Sunday, April 7, 2013

Moving forward.

There is a time in high school I remember very clearly. When you start filling out applications for different colleges and universities...trying to figure out what you are going to do with your life because the simplicity of childhood is almost over. There was pressure and it was a little scary, but mostly exciting.

I was accepted to a wonderful private college, going into their respiratory therapy program. I ended up dropping out after figuring out EMS is what I wanted to do full time. Things clicked and I loved my life. I was feeling ready for paramedic school, and then things changed again. I accepted a marriage proposal from the man I had been waiting for, the man I was in love with since I was 15. Life became about us, not me. I worked and volunteered, living a crazy military lifestyle. Then we decided to have a baby. Deployments and TDY's, PCS's and experiences came and went. I became the type of person who got restless staying in one place more than a year or two. I was content doing EMS when I could, being a stay at home mom and taking care of my family.

Now here we are and I feel like I am back to that same time in high school. Only this time there is no excitement. There is no feeling of the world waiting for me. There is only sadness at the thought of the life we had built and were building, ending. The dream retirement home in Charleston, SC has now turned into planning for a modest home in PA that Tink and I would be comfortable in. Going back to where I was raised, spent 20 years wanting to get away from, and did, now is the only place that seems practical. With my health issues and a child to put first, my dreams are now different. If you can call them dreams.

Making sure Tink gets the best opportunities available, making sure she has family near, keeping her happy and healthy, providing a life in a safe place for her to grow and learn. It has not been about me, or us, since she was born, but we always made her fit into our life, and now I feel as though she will be the only thing I have to focus on.

Don't get me wrong, I know at 27 my life isn't over to people looking in from the outside. Thanks to the Major I have many options for education. Thanks to loyal friends, co-workers and bosses, I have a place to work. I have people I know will be there. But to be 27 and thinking about starting all over, to think I may have had the best experiences I will ever have in the last 7 years, isn't exactly up-lifting. I am very thankful for the things I have done and seen that some people will never do or see. Because of our life, we have many exciting stories and memories. It's hard to let go of, the life you saw for yourself and your family. The worst thing that was supposed to happen was us getting a really crappy assignment like Folk Polk, LA, Fort Bragg, NC or Fort Irwin, CA. The ones you scream "no no no!! and beg your husband to change his MOS to avoid when they come up on your list. Now I would go anywhere to avoid what is happening. I wouldn't complain about a deployment or a field exercise. I wouldn't get angry at the muddy boot prints or smelly gym bag in the kitchen.

The Major is able to get into his uniform and go to post with me about once a week and I think, there is no way that man has terminal cancer. There is no way he could have been told he was going to die 3 times now. He should be at work. We should be in Seattle right now, him working for the new Division and me volunteering with an ambulance in Tacoma. We should be exploring and hiking, swimming and biking. And yet, there I was just a few days ago, crying as I signed papers to put an offer on land. It was so ridiculous. Some people don't get the opportunity to buy land and start from scratch, and my husband has provided a very good life for us. Even if it wasn't what we had envisioned, he is still making sure we are taken care of. So I realize I may seem like a person who isn't happy with anything, but that isn't the case. It's letting go of what I thought was supposed to be. It's feeling like I am being exiled back to a place that I never wanted to settle in. To those of you living there, it is not a slam on you or the area, I simply do not feel at home there. To me, it is taking the easy way out in my situation. If it weren't for fear of my illnesses leaving Savannah with sitters and strangers until family could reach her, I would love to take us somewhere new. If we can make it together in Alaska, she and I can do anything.

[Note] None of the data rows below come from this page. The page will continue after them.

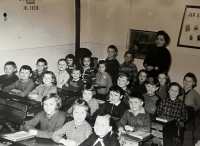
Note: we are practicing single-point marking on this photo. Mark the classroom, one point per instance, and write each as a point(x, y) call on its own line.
point(33, 29)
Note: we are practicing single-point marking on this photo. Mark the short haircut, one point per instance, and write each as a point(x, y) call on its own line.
point(136, 95)
point(70, 56)
point(108, 116)
point(11, 63)
point(124, 75)
point(42, 60)
point(165, 35)
point(89, 87)
point(102, 62)
point(113, 47)
point(116, 89)
point(26, 67)
point(81, 102)
point(130, 52)
point(62, 59)
point(53, 95)
point(191, 75)
point(175, 84)
point(166, 76)
point(91, 61)
point(52, 75)
point(144, 71)
point(153, 81)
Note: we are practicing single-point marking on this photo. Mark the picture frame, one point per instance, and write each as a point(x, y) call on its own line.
point(139, 40)
point(189, 35)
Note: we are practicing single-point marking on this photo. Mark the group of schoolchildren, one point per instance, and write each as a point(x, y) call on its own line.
point(133, 99)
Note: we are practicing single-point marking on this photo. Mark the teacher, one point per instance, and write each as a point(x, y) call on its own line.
point(158, 58)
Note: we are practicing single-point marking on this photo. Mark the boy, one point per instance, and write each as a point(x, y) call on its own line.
point(123, 81)
point(62, 76)
point(9, 77)
point(129, 67)
point(41, 67)
point(115, 107)
point(22, 86)
point(150, 98)
point(136, 118)
point(112, 63)
point(75, 84)
point(70, 63)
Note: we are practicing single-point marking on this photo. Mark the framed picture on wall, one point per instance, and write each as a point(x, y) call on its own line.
point(189, 35)
point(139, 41)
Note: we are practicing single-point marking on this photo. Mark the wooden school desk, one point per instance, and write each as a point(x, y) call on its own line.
point(15, 108)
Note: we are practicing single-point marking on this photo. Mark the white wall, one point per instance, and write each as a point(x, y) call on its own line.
point(110, 20)
point(30, 34)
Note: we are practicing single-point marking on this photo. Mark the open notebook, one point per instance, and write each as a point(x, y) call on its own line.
point(18, 136)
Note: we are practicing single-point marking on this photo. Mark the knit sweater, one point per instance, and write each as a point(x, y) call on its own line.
point(7, 80)
point(24, 87)
point(43, 90)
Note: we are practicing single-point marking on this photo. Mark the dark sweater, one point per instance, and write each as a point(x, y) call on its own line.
point(109, 139)
point(8, 80)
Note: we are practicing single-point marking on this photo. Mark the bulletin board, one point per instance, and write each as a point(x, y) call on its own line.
point(189, 35)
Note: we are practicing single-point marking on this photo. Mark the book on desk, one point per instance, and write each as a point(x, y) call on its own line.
point(18, 136)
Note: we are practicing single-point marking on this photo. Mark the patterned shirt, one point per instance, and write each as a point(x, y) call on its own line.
point(78, 133)
point(172, 108)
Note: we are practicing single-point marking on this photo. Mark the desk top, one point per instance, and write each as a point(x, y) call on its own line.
point(23, 100)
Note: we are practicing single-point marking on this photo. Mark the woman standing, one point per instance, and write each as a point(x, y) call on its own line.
point(158, 58)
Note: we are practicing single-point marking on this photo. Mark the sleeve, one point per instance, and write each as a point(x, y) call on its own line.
point(27, 89)
point(146, 124)
point(124, 120)
point(57, 135)
point(10, 88)
point(47, 134)
point(33, 122)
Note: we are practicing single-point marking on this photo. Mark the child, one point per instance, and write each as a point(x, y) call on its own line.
point(48, 86)
point(62, 76)
point(50, 119)
point(74, 84)
point(76, 131)
point(22, 86)
point(123, 81)
point(136, 118)
point(88, 75)
point(41, 67)
point(70, 63)
point(190, 96)
point(139, 85)
point(103, 78)
point(112, 63)
point(102, 133)
point(129, 67)
point(163, 79)
point(174, 108)
point(9, 77)
point(115, 107)
point(151, 100)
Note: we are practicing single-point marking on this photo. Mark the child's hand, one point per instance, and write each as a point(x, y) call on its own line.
point(33, 131)
point(128, 128)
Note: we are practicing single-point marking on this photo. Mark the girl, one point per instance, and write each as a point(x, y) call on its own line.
point(139, 86)
point(48, 86)
point(190, 96)
point(76, 130)
point(88, 75)
point(103, 78)
point(50, 120)
point(163, 79)
point(102, 133)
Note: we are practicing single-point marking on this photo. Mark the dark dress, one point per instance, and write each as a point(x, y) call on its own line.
point(158, 57)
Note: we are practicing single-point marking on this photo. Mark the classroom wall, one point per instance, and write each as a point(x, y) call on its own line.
point(109, 22)
point(47, 31)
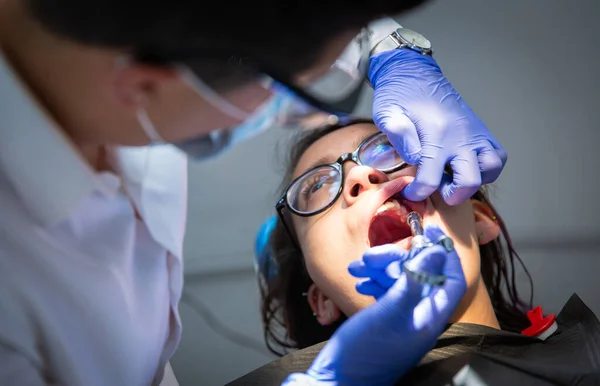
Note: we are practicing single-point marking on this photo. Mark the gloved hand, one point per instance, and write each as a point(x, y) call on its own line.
point(382, 342)
point(430, 125)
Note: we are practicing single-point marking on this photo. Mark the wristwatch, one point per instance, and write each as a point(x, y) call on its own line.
point(403, 38)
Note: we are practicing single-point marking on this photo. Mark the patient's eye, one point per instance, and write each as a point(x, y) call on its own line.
point(313, 185)
point(315, 190)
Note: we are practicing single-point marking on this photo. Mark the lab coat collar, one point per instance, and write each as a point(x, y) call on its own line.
point(155, 179)
point(40, 163)
point(51, 178)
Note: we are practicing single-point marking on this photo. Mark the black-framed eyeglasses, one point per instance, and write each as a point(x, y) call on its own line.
point(317, 189)
point(336, 92)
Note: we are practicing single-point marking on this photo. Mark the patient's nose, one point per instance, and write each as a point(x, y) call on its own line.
point(360, 179)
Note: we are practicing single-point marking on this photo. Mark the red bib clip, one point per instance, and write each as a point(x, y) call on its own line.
point(541, 327)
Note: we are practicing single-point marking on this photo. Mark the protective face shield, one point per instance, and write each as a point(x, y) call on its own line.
point(336, 92)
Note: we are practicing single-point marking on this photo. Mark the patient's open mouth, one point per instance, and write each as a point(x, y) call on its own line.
point(389, 225)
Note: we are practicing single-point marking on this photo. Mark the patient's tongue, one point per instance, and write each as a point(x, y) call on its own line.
point(386, 229)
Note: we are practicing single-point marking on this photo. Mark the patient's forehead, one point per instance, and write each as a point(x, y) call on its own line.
point(328, 148)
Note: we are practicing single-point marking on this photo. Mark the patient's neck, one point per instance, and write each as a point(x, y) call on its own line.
point(476, 308)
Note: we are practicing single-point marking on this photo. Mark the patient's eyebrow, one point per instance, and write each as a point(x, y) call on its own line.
point(330, 157)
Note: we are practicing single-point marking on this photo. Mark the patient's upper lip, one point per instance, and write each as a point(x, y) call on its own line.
point(388, 190)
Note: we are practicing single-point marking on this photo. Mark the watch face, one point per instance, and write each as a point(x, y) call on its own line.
point(414, 38)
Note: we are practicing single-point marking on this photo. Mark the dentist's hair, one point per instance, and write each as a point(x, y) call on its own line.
point(287, 318)
point(214, 37)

To end this post I should focus on something positive. I know what I am coming back to, and I know I will overcome the negativity because of it. I want my child raised as I was. Where God is still talked about in school, where people take your word with a handshake, neighbors don't watch you struggle with something, they walk right into your yard and help. People may not keep to themselves, but that isn't always a bad thing. I have friends whom I would trust with my life, whom I have trusted with family members' lives. I may be a different person than when I left, but I promise I have not forgotten where I came from. I am still the girl who would do anything for you or your family. I am still the person you can call in the middle of the night for anything. I can also tell you that is how Tink will be raised. When I shake someone's hand to make a deal and tell them "You know my dad, that is what you get with me", and they smile and nod, I get a great feeling. I want Tink to be able to say that. I want her to have pride in where she comes from and not have to ask for handouts from anyone. So as sad as I may be about losing this military lifestyle, I can be somewhat comfortable knowing we are welcomed back with the open, loving arms of our small community.